Tom I recall you were the one that had issues getting track signal to the layout and used various power supplies. Just an FYI, I ended up doing my own testing and found the MRCs resulted in good track signal level (not as good as Bridgewerks) but not really bad. Based on what was being seen, you might have some sort of hardware issue which if still an issue you might want to contact MTH directly on. For the amount of linear feet you were trying to provide signal to you shouldn't have been having the problems you were. DCS isn't fragile outdoors. The problems that you've had outside is just odd and is outside the norm. There was one batch of TIUs that apparently produced lower than normal track signal levels to the track and needed to be tweaked by MTH. Maybe a quick call to MTH would confirm you don't have one of those TIUs.
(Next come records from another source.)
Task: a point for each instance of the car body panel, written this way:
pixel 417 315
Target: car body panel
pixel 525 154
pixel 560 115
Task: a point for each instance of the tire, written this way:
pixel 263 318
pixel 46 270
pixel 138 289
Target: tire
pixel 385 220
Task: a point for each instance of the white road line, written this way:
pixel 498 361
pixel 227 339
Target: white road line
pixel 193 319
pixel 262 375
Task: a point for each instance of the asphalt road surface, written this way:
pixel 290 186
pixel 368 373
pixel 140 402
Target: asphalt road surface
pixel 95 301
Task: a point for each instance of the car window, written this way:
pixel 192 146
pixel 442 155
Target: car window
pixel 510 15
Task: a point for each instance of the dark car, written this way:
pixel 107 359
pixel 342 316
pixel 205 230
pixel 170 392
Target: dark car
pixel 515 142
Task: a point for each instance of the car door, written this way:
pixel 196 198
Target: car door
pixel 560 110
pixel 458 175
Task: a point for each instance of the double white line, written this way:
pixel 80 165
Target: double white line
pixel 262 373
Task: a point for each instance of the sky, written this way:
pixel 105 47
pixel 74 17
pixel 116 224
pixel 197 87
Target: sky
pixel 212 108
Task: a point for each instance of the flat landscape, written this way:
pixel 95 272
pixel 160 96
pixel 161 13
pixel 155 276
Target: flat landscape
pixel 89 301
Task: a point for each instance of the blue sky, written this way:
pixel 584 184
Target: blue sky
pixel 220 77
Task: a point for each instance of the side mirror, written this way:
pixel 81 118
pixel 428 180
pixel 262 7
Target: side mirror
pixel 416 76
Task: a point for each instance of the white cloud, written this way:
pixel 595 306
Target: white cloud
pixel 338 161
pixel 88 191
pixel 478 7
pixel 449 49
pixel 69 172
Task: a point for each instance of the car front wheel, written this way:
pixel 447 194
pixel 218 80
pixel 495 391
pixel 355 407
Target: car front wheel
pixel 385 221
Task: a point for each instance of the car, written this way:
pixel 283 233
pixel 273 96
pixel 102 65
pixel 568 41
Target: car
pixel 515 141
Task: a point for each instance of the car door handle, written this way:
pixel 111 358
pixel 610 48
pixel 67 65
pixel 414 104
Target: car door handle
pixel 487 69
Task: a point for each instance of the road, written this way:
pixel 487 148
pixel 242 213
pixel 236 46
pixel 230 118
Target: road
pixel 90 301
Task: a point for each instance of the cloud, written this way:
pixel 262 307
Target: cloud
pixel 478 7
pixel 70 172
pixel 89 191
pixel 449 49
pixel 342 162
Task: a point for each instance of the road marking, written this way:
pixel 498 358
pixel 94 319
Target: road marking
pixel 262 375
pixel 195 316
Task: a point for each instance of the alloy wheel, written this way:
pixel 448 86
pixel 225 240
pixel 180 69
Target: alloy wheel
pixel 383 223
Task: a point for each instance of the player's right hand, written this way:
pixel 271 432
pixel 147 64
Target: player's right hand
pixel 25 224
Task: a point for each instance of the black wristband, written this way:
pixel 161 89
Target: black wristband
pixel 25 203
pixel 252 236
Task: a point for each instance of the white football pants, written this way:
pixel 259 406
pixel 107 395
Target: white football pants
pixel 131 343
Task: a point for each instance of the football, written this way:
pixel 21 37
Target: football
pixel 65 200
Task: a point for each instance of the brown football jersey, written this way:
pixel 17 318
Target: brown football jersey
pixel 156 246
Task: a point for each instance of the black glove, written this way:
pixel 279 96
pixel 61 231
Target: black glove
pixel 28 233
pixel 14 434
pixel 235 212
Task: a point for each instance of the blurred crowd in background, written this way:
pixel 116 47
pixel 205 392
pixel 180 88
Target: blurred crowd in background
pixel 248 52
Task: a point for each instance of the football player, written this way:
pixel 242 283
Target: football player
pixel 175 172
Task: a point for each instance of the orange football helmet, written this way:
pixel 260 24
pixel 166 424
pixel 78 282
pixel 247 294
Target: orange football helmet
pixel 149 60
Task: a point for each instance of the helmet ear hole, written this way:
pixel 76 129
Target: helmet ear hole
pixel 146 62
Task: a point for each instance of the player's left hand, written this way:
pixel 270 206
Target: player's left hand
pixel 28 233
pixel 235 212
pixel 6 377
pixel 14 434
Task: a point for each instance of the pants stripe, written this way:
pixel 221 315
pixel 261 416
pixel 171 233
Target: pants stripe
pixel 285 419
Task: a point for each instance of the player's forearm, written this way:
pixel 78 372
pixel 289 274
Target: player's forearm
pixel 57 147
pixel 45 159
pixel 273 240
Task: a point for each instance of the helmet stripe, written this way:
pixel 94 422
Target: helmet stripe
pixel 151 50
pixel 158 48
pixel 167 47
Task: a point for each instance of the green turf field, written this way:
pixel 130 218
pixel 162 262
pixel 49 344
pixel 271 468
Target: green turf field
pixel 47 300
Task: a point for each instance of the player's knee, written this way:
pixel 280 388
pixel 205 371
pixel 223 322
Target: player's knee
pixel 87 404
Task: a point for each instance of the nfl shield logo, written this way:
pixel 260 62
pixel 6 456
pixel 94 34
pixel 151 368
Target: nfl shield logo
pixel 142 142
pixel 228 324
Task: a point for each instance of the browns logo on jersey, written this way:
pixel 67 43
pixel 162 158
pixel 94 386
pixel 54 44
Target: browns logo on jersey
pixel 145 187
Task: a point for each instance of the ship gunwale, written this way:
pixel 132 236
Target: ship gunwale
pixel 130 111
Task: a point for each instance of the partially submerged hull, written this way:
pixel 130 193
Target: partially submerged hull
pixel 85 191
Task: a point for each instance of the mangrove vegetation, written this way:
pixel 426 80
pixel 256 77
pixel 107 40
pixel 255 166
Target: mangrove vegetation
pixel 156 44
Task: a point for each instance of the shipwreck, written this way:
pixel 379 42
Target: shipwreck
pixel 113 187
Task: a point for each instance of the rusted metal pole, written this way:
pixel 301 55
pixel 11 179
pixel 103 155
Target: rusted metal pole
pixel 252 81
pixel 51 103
For our new KCGRS club layout I've connected the club TIU in passive mode (simply tapping the TIU fixed 1 output terms to the track) and have gotten almost perfect track signal levels. I'm running 700ft of Stainles steel track outside with one TIU in passive mode.

Proprietary is what you would use to describe just about all of the G scale control systems out there. When you make a committment to a control system, you generally won't be running other control systems with the same control as the one you chose. It's just the way it is.


Raymond


----------



## Tom Bray (Jan 20, 2009)

First, I like MTH's GG1 and all the nifty things that it does. It would also fit in very nicely with the passenger cars that I have. 

I don't want to turn this into a DCS discussion, my system works fine now ... I still have a few areas of low signal but they all seem to be bounded by the stock Aristo rail joiners, they do seem to disappear when I change them to Split Jaw. I run the system in passive mode so that I don't have to worry about smoking the TIU if something derails and I am not constantly replacing fuses every time I accidentally get both engines on the same section of track. 

Fragile is relative. Once I have a DCC system running to compare it to, I'll be better able to comment on it. DCS still has its moments when it just doesn't want to behave, usually recovering from an oops, and I end up having to walk back and forth between the section of the layout where the train is stopped to the other where the power is controlled (they usually are separated by the longest walking distance) to get things back in running order. Of course this only happens when I have a yard full of guests, including young boys, that are all ready to jump in and be helpful. 

I am still waiting for the new PS3 system to start becoming available ... I will upgrade both engines and if there isn't a problem with it, I will put a third module into the F7B that I have so it can run as a standalone engine. 

Yes, I agree that everyone's DCC system is proprietary within their control system, I can't buy a CVP controller and hook up Massoth's wireless remote to it. The difference is that I can buy anyone's DCC equipped locomotive and run it on whatever control system I decide to have. Additionally, the design information for DCC to build my own interface(s) is available if I decide to do that. 

In my case, the layout is broken into 2 sections, two thirds is MTH DCS and the rest is DC which is about to become DCC once the expansion is started. I am looking forward to being able to run any locomotive on any set of tracks - that would be great.


----------